Other things you need to know this week:

  • Not technically this week, but it took me a few extra days to get around to watching it: Hasan Minhaj Doesn’t Know interviewed Karen Hao about AI, and I think it’s one of the most balanced perspectives on AI I’ve seen in months, if not years.  She doesn’t try to convince us that AI is stupid and useless and overhyped (even though much of it is), but nor does she try to persuade us that it’s going to change our lives forever (even though there’s a bit of truth to that as well).  I especially love the part where Hasan asks her if AI will take people’s jobs and she makes a point that I also often make: AI likely can’t take your job, but that doesn’t mean it won’t take your job.  Or, as she puts it: “So the reason why AI is going to automate jobs is not always going to be because the AI tools are actually up to snuff.  It’s because people are putting the cart before the horse and just getting rid of workers, being pulled into this allure that AI is the solution.  ...  because ultimately it’s not actually AI taking your job: it’s humans.  It’s an executive deciding that your job is now redundant.”

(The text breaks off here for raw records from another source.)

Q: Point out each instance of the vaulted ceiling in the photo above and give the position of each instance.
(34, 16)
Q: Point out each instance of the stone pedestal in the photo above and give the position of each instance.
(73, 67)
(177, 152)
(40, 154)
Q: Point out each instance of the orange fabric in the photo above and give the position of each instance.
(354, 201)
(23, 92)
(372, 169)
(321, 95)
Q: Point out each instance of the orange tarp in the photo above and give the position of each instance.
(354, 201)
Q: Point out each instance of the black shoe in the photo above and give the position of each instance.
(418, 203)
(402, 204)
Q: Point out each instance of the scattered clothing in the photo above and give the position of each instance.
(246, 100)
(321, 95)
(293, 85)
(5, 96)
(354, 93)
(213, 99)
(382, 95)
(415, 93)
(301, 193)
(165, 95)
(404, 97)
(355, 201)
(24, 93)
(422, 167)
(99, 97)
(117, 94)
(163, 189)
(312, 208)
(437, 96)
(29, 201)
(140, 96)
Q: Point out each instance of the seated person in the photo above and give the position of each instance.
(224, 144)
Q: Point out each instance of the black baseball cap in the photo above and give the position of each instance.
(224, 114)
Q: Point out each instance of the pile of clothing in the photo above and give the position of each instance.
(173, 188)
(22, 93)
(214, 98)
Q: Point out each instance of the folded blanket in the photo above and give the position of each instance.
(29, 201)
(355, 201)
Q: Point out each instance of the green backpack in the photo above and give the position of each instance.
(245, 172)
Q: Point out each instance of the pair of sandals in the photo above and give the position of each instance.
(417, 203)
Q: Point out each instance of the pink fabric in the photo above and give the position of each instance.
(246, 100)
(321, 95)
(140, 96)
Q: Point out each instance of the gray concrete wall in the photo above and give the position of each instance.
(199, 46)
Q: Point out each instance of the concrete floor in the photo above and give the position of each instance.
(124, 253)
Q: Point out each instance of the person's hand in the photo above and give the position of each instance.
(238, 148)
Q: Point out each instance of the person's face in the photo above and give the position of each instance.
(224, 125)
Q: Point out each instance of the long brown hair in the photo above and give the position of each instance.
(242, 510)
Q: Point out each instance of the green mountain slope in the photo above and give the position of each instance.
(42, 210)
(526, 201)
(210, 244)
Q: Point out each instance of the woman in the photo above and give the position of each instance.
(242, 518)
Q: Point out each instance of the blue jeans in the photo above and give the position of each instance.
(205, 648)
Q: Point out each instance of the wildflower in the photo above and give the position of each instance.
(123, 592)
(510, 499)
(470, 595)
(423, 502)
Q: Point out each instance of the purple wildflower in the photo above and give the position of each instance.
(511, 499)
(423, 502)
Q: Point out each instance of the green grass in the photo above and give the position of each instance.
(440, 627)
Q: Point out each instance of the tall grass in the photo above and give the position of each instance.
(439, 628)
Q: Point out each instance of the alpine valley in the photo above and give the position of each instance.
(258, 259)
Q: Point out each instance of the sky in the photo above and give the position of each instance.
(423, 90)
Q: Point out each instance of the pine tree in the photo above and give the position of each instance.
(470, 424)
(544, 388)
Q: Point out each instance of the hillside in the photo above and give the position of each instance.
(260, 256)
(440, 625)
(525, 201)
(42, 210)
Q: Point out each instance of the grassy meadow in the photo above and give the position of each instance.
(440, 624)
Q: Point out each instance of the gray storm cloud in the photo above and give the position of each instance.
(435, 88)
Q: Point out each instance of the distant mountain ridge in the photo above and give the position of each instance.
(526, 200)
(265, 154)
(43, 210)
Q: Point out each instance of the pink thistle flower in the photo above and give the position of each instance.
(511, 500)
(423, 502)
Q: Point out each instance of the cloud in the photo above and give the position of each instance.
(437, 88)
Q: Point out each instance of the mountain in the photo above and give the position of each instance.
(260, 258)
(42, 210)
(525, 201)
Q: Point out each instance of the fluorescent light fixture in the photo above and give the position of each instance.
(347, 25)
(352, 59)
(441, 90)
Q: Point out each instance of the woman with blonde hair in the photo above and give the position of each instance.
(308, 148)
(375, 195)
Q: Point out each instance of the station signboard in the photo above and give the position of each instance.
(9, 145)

This is quite possibly the least hopeful I’ve been since the very beginning.  Hearing Maria Ressa saying “I warned you!” (I mean, she was much more polite than that, but that’s what it sounded like in my head) ... rereading my own words from week 7:

... maybe, in retrospect, we’ll look back on this moment and say, “no, it was inexorable ... we just didn’t realize it yet.”  Man, I hope not.

and then realizing that even that feeble hope has been dashed ... it’s tough.  Perhaps the best I can do is point you at something that, if you’re a Millennial, or the parent of a Millennial, you might appreciate.  Steve Burns, late of Blues Clues, has a new video podcast called Alive, and it’s encouraging, uplifting, and soothing.  If you never watched Blue’s Clues, you might not appreciate it fully, but give it a try anyway: I think there’s something there for everyone.  Two episodes out so far.

Kimmel may sue, if only for the benefit of his staff and crew.  He may get some money out of it, and I’m sure he’ll use that to make his employees whole, but he won’t get his show back.  Colbert gets to keep going till May—hopefully!—and I suspect he won’t get his show back either.  And Trump has already said that Fallon and Seth Meyers are “next.”  That’ll be four of the Strike Force Five, and John Oliver is a recently naturalized citizen, so I suspect he may be even easier to dispose of than the rest.  So perhaps we’ll be treated to a resurrection: Strike Force Five: AntiFascism Edition.  But where will it air?  YouTube is owned by Google, and their CEO was one of the billionaires given priority seating over the Cabinet members at the inauguration.  So I’m not sure that’s the answer.  Twitch is owned by Amazon, and Bezos has already helped out the regime by hobbling the Washington Post, so there’s no hope there either.  Maybe we’ll get the modern equivalent of The Boat that Rocked, a fictional account of the real-life pirate radio stations that broadcast from ships in international waters off the coast of Britain in the 60s when BBC Radio refused to play that new, evil “rock’n'roll” garbage.  Dunno about you, but I would go to some lengths to tune into a pirate signal that featured a rotating cast of all the comedians suppressed by our current regime.  Sounds like a rockin’ show.